The two crash casualties of a torrid TCR conflict at Phillip Island earlier this month are being subjected to wildly different comeback plans.
One car has been parked and the other has been revitalised with a road-going wreck as the Honda and Alfa Romeo crews race through their preparation for the third round of the carsales TCR Australia Series at The Bend, outside Adelaide, over July 12-14.
John Martin’s Honda Civic Type R is on the sidelines for now while the Alfa Romeo Giulietta of Dylan O’Keefe, who runs second to Will Brown in the TCR title race, will be fully repaired to resume racing.
The two cars were victims of biggest hit at The Island on a weekend when the TCR competition became far more physical than minor bumping and panel damage.
At the start of the third of three heats, O’Keefe spun at turn one and was then rammed by Martin as he also lost control of his car during a multi-car melee.

Neither driver was injured but there were worries that the cars, which looked badly damaged, could have been write-offs.
But both will be repaired and the Honda squad under team boss David Wall even has a brand-new car coming into the series at The Bend as it expands to a three-Civic operation with young gun Jordan Cox joining Martin and veteran Tony D’Alberto behind the wheels.
“We are going to be running three cars at Tailem Bend. We actually have four cars in the country now,” Wall told carsales.com.au.
“The damaged car is being fixed but once we realised it wouldn’t be ready in time we decided to switch the cars.”
So D’Alberto gets a new car as Martin slides into the Civic his teammate raced at the first two rounds, with Cox also getting a fresh chassis.
Wall says it is only the lack of a single piece that prevented the crashed car being returned to the grid.

“It’s not actually that bad. We are only waiting for the rear floorpan, which is coming from overseas. It hasn’t arrived yet.
“We are waiting for the last piece of the jigsaw puzzle. We wanted to fix it nicely. Not rush it, do it right.”
In contrast, the Alfa will be ready within days after a rushed trip to a wrecking yard and a run through the repair shop at Garry Rogers Motorsport.
“We’re well back into it.

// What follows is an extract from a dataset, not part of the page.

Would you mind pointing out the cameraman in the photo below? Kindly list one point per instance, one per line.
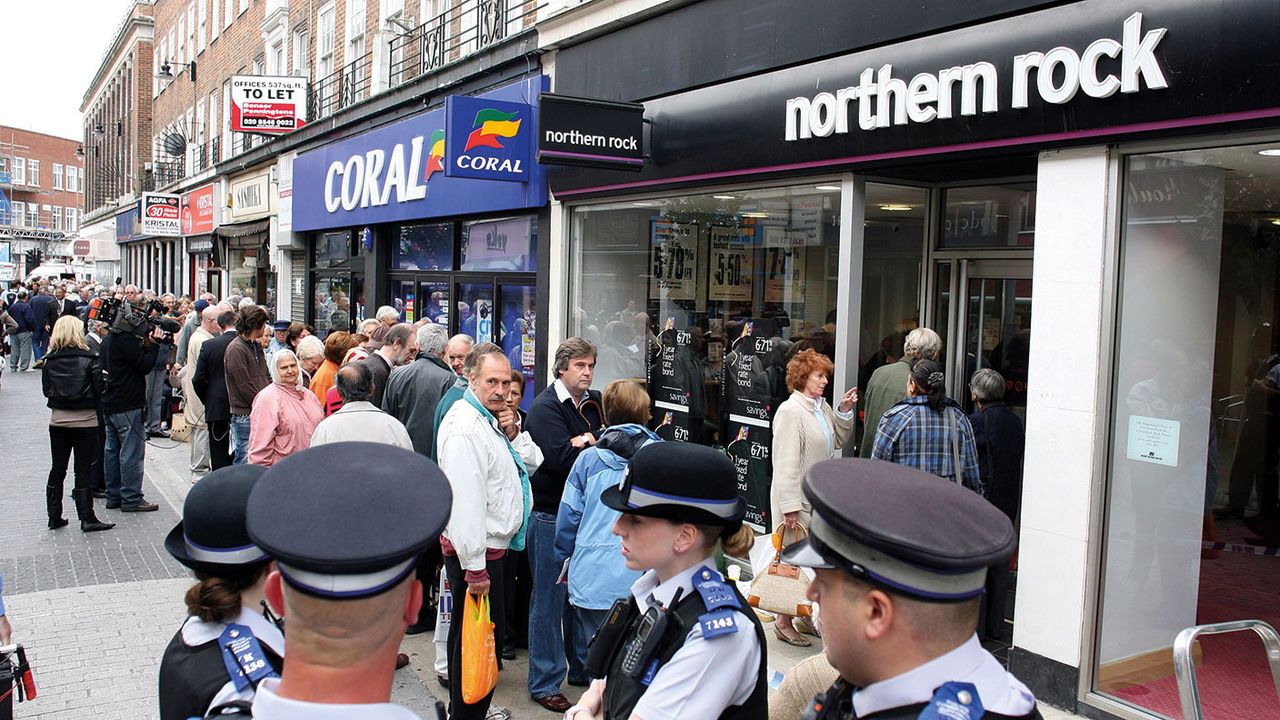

We are on to the final re-assembly,” team boss Ashley Seward, who is running the Alfa owned by Rogers, told carsales.
“Structurally it’s ace, it’s like a brand-new car. The rollcage was fine after the crash.”
He says the unorthodox approach to the repair was the quickest, easiest and cheapest way to get the Giulietta back in action.
“We just had to get some road-car panels for the side, and we were fortunate that Barry Rogers was able to buy a wrecked car from the auctions. Then we just needed some sills and to cut the old ones out and replace them.
“By the Tuesday after the race it was in the fabrication shop at GRM. It looked bad but there was no structural damage.”
While the Honda team juggles cars and prepares to boost the TCR grid beyond 20 cars with a total of four Type Rs, after the arrival of two new Civics from Europe, the Alfa squad is looking at the championship situation.
“We were just unfortunate in race three at The Island. We were doing everything we needed to do from a championship point of view and had cut the gap to Smith in the Hyundai,” says Seward.
“Now we’ve got to play catch-up again. We’ve got the speed and Dylan is doing the job. It’s exciting.